Wessex was buried in the pet cemetary in the gardens of Max Gate. Hardy designed the headstone himself and his original drawings are annotated "Portland Stone. Edges and back may be left rough- letters to be cut deep". It is said that they still reside with Grassby Stonemasons, the local firm of monumental masons who executed the design which reads:

"The Famous Dog Wessex
Aug 1913-27 Dec 1926
Faithful, Unflinching."

Wessex's grave

11 comments:

Anonymous said...

really enjoyed your post on wessex and look forward to more about the famous wires.

ellen in maine

amy said...

Well, I'm new at this and I wrote my comment, but then needed to sign up. So I'm not sure if I'll need to rewrite it or not. The short of it is that I enjoyed your little history of a WFT. Thomas Hardy's dog. Reads just like typical terrier!
How is Jackson?
Be Well, Amy

THE SANDY DOG BAKERY said...

just stumbled into your blog and love it. we have lakeland terriers so we're practically related!! will be back to see what you're blogging about!! :)

lizabeth said...

Great post, I loved the poetry too. Wessex sounded quite a character, and not very well disciplined either!

Agatha and Archie said...

What a lovely post..PL2 is a little leaky reading it.....We think he sounds like a great kid....Love Agatha and Archie 2 very little naughty wires perhaps very much like Wessex

Poopsie Blue said...

Glad to see you got this article out, as really enjoyed reading it.
Am a Hardy fan but didn't know about WFT Wessex till you told me about him when we met up.
He was quite a character!
Loved the old photo's too.

Blue
x

Eric said...

That was the bestest post...did Jackson help? Tee hee! Wessex seems um..sort of familiar..must of been a looooooong past relative.
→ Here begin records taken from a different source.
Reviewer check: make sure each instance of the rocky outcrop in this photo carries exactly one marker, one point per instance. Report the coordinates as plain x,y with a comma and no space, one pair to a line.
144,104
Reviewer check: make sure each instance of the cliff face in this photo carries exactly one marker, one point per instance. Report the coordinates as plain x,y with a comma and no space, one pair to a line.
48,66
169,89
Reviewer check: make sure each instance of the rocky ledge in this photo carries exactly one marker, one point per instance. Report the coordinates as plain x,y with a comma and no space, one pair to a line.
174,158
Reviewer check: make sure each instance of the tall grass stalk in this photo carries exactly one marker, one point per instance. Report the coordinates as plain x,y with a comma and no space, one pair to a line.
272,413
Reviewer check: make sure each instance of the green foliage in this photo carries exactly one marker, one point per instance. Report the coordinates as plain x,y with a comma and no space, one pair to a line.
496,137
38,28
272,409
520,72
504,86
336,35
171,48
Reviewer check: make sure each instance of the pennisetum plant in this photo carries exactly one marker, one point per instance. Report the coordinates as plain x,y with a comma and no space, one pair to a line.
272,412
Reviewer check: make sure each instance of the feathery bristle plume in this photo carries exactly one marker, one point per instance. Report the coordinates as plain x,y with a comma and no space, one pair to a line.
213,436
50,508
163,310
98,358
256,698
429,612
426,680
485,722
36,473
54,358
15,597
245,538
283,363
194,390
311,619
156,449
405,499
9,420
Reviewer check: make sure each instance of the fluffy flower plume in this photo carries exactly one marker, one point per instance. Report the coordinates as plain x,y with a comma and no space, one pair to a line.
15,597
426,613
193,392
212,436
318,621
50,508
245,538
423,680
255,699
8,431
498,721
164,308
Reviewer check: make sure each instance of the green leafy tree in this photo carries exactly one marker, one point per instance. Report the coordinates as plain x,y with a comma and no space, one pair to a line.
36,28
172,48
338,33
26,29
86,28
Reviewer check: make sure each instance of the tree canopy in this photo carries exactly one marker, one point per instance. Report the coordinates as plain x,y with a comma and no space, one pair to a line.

Wiry wags, Eric who hates dogs with black faces too and would love to walk on the dining room table at mealtimes.

ARTISANNE said...

How I enjoyed this post, what a great read. I live not far from where Barrie was born. My dad had a smooth fox terrier as a boy 70 years ago and still talks about him frequently, I'd love to have met Wessex! :0)

dearprudence said...

i'm afraid it has taken me forever to get back to you :(

i have NOT finished the very last episode of upstairs downstairs but that is all. i have seen every episode in its entirety. i have watched each one dozens of times but that last one, i can't seem to finish. i can't bear to part completely with my friends and i know what happens and i do not want to see it. so sad. i am far too attached.

and as far as how i found it? it always came on pbs at strange hours and it looked interesting. and one day my dad bought the box set for my mom for christmas and we watched it as a family and became very attached. i moved away to go to college and found the box set again at a movie rental close out sale and have watched nothing since then. my family has always introduced me to older, historical programs. upstairs downstairs, all creatures great and small, bleak house, 1940s house, etc. those are some of my favorites.

my favorite is all creatures great and small but i can't find those for more than a million dollars.

this is the cutest idea for a blog. i love it. i think fox terriers are the cutest, sweetest doggies. and i love seeing old photos of them being owned by famous authors. fabulous.

Louise said...

What a wonderful post!
Wessex sounds like atypical terrier, and the attitude to grooming familiar!!
Also the way he wormed his way into the hearts and home of those around him!

Louise @ EdwynUK

Angela said...

This is GREAT! I have read a few books on dogs and their famous/historical owners. Love this one.